Kodály had composed throughout this time, producing two String quartets (op.2, 1909 and op.10, 1917 respectively), Sonata for cello and piano (op.4, 1910) and Sonata for cello solo (Op. 8, 1915), and his Duo for violin and cello (op.7, 1914). All these works show a great originality of form and content, a very interesting blend of highly sophisticated mastery in the Western-European style of music, including classical, late-romantic, impressionistic and modernist tradition and at the other hand profound knowledge and respect for the folk music on Hungary, Slovakia, Bulgaria, Albania and other Eastern-European countries. Due to the outbreak of the First World War and subsequent major geopolitical changes in the region and partly because of the personal shyness Kodály had no major public success until 1923 when his Psalmus Hungaricus premiered at a concert to celebrate the fiftieth anniversary of the union of Buda and Pest (Bartók's Dance Suite premiered on the same occasion.) Following this success, Kodály travelled throughout Europe to conduct his music.
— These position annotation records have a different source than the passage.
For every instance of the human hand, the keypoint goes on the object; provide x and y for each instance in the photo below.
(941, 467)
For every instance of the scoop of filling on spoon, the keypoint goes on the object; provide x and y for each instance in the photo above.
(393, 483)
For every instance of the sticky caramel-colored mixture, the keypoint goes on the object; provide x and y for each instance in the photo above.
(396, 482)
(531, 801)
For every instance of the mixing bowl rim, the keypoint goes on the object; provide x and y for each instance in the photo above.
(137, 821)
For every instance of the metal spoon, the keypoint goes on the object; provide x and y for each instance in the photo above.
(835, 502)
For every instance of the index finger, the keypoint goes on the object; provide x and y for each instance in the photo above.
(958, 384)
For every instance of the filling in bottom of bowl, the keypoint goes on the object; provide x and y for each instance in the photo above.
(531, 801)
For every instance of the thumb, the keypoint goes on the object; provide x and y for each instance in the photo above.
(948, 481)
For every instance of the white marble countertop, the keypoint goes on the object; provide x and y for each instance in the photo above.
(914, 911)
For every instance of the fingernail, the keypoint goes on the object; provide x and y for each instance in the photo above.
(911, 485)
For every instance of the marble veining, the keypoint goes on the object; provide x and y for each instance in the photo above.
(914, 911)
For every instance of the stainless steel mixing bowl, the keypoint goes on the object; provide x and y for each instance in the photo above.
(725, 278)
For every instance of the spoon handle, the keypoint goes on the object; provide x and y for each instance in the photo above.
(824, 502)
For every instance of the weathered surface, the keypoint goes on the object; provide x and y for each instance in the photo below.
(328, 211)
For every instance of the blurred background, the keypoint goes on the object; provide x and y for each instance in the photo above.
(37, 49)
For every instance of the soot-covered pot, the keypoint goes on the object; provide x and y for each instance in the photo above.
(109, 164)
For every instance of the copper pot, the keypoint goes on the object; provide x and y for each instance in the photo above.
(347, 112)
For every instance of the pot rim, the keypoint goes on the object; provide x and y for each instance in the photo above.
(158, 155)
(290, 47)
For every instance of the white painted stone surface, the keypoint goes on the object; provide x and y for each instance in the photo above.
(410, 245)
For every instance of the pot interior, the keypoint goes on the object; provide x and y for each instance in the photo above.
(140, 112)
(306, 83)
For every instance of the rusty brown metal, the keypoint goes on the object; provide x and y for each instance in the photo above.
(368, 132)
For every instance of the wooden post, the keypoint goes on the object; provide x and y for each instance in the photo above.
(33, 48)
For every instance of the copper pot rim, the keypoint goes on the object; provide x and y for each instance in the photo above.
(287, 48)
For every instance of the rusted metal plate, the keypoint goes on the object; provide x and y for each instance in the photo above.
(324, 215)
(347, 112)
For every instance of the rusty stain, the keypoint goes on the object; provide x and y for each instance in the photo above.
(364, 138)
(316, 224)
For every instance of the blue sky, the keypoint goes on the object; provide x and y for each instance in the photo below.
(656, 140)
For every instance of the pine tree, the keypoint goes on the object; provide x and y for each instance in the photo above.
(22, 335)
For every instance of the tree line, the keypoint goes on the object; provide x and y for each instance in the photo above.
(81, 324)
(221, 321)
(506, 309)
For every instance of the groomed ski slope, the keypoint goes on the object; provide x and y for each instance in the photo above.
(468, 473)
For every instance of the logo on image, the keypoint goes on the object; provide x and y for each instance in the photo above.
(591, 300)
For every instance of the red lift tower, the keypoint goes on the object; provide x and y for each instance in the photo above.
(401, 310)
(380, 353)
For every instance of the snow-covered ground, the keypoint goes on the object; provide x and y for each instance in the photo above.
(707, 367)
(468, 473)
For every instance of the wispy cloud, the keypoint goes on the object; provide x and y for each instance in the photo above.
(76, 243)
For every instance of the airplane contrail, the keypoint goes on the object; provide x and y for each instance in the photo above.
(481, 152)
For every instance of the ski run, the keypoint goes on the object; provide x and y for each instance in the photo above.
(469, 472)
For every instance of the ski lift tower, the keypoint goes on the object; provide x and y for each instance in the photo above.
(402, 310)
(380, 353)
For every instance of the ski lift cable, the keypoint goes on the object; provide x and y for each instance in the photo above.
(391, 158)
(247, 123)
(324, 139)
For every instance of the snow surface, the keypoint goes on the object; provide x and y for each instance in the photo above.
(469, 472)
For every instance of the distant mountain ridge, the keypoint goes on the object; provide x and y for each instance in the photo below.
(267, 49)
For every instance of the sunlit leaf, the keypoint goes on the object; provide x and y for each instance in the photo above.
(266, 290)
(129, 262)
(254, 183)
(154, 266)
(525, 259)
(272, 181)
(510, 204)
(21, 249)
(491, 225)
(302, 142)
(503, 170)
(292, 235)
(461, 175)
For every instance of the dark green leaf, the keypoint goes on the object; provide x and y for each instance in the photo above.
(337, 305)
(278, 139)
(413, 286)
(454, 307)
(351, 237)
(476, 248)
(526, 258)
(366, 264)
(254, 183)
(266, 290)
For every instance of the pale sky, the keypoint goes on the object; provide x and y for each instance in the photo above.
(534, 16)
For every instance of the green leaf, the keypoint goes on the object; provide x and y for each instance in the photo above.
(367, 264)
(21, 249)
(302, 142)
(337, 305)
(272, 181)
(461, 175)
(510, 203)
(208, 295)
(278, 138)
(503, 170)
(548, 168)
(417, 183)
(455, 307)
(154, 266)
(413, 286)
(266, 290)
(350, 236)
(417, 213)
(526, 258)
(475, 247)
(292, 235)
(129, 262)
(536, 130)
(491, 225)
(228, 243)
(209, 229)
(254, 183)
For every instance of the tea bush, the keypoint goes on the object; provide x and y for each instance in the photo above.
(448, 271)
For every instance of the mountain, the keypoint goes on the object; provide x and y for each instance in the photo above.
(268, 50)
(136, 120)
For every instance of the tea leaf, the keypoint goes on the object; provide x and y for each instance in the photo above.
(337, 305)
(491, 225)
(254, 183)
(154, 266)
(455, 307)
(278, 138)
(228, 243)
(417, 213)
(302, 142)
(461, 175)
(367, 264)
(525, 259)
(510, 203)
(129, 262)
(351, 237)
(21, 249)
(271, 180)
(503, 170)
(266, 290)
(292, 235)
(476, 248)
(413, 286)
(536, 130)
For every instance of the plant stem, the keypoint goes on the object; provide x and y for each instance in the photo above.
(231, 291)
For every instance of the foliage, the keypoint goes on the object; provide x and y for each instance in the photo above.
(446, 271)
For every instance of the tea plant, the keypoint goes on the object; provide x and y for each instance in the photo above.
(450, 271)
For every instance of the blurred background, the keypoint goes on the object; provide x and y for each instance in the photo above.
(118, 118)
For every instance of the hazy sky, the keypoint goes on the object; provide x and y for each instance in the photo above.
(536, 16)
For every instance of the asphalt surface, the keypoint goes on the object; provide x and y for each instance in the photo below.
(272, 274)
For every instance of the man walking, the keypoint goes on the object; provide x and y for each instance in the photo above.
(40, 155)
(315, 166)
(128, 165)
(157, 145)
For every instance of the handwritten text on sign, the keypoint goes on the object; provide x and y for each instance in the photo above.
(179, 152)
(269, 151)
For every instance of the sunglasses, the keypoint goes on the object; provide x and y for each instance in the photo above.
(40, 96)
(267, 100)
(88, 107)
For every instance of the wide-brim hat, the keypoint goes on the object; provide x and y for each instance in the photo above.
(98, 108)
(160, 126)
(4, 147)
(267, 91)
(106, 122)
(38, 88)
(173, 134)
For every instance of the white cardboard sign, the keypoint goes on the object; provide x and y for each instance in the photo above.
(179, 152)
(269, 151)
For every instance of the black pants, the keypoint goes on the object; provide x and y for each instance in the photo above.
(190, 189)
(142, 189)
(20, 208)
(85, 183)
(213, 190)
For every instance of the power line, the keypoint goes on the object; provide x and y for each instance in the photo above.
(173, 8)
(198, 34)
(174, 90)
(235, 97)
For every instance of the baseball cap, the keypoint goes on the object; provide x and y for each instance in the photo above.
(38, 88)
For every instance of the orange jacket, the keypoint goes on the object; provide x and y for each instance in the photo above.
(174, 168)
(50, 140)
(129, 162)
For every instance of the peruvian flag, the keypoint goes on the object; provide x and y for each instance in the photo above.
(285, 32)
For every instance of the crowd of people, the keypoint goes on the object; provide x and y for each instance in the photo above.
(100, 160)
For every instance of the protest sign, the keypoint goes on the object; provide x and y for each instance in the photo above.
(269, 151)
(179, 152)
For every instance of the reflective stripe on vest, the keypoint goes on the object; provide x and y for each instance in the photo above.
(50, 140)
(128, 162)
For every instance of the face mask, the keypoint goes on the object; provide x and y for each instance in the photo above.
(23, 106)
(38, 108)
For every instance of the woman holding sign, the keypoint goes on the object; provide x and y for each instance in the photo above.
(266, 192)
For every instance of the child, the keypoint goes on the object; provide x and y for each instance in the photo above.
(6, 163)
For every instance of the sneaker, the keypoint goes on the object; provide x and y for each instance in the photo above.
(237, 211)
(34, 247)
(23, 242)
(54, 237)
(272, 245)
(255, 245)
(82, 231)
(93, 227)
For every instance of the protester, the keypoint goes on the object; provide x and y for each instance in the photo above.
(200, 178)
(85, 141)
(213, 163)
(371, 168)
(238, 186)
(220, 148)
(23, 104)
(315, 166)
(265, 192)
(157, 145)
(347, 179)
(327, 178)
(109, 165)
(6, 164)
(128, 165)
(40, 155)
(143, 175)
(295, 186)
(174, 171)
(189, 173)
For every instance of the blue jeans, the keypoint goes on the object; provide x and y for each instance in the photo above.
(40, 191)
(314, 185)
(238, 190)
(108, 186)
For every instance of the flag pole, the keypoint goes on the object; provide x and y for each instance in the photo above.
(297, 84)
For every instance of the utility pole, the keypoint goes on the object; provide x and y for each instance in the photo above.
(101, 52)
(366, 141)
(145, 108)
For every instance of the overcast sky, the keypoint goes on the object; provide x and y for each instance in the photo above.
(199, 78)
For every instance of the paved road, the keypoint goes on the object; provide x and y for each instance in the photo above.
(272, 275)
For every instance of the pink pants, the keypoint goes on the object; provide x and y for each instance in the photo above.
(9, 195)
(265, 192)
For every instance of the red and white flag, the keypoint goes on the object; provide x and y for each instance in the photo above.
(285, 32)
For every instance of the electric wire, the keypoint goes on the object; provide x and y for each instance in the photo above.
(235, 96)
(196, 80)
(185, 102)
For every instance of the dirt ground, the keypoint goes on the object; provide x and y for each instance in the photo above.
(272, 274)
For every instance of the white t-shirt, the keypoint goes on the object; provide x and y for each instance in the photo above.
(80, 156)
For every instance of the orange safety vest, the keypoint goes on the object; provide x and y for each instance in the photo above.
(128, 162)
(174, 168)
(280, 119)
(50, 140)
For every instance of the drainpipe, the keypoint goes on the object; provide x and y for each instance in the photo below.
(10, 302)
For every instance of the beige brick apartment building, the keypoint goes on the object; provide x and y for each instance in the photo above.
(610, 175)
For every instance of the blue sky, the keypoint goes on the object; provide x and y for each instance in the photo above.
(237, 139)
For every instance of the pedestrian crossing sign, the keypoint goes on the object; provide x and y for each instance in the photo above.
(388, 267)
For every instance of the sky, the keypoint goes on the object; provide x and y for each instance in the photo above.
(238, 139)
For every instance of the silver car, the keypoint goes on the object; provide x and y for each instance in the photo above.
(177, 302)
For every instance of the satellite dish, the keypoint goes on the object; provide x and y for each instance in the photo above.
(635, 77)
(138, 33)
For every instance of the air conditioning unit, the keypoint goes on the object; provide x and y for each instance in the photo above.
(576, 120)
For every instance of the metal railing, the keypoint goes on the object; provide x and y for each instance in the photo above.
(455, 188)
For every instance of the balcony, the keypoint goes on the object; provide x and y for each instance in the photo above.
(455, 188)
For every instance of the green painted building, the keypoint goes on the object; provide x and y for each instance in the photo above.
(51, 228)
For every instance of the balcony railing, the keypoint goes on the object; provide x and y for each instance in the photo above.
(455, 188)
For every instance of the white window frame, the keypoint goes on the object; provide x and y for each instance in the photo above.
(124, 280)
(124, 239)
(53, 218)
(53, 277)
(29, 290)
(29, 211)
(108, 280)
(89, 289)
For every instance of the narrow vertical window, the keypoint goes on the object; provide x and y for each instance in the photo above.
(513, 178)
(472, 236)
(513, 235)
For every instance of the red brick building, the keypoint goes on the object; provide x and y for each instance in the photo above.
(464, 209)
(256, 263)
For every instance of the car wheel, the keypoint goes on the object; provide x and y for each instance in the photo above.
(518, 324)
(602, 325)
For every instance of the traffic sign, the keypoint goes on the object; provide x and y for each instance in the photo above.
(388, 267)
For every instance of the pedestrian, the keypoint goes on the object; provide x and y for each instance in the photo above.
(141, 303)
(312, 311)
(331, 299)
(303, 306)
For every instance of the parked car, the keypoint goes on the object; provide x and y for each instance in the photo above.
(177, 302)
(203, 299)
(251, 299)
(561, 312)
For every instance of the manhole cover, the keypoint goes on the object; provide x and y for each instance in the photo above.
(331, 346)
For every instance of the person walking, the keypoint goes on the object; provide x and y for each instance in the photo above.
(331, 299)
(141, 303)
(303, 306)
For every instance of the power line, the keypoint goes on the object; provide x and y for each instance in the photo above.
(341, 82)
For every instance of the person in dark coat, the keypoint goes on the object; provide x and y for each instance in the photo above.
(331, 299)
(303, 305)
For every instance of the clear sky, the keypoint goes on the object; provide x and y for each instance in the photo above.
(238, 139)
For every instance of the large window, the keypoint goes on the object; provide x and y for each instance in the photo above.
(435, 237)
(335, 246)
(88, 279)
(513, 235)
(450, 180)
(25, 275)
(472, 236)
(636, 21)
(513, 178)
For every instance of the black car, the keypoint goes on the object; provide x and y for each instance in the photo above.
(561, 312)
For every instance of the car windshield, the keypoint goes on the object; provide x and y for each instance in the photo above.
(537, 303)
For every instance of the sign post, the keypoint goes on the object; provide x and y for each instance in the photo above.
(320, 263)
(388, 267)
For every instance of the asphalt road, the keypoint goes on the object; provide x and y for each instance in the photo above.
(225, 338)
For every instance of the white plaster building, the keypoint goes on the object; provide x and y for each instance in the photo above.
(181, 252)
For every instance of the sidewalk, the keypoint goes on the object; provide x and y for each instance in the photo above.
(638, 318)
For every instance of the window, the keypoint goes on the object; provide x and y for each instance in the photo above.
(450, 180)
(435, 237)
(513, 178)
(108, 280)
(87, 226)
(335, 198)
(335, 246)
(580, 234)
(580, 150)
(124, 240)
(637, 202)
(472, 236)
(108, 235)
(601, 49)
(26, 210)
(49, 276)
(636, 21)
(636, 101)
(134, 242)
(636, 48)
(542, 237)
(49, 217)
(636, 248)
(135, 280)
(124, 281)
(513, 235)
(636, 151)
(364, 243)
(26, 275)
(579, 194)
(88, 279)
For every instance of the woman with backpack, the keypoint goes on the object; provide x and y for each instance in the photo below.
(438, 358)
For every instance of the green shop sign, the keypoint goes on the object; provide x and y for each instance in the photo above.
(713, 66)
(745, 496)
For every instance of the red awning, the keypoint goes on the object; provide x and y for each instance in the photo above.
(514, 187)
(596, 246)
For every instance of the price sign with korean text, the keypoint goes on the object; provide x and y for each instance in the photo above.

Kodály was very interested in the problems of music education, and wrote a large amount of material on music education methods as well as composing a large amount of music for children. Beginning in 1935, along with colleague Jenö Ádám, he embarked on a long term project to reform music teaching in the lower and middle schools. His work resulted in the publication of several highly influential books and he had a profound impact on musical education both inside and outside his home country. Some commentators refer to his ideas as the "Kodály Method", although this seems something of a misnomer, as he did not actually work out a comprehensive method, rather laying down a set of principles to follow in music education. See also: Kodály Hand Signs.
He continued to compose for professional ensembles also, with the Dances of Marosszék (1930, in versions for solo piano and for full orchestra), the Dances of Galanta (1933, for orchestra), the Peacock Variations (1939, commissioned by the Concertgebouw Orchestra to celebrate its fiftieth anniversary) and the Missa Brevis (1944, for soloists, chorus, orchestra and organ) among his better known works. The suite from his opera Háry János (1926) also became well known, though few productions of the opera itself take place. It was first performed in Budapest and conductors such as Toscanini, Mengelberg and Furtwangler have included this piece in their repertoires.
Kodály remained in Budapest through World War II, retiring from teaching in 1942. In 1945 he became the president of the Hungarian Arts Council, and in 1962 received the Order of the Hungarian People's Republic. His other posts included a presidency of the International Folk Music Council, and honorary presidency of the International Society for Music Education. He died in Budapest in 1967, one of the most respected and well known figures in the Hungarian arts.
In 1966, the year before Kodály's death, the Kodály Quartet, a string quartet named in Kodály's honour, formed.
His notable students include John Verrall.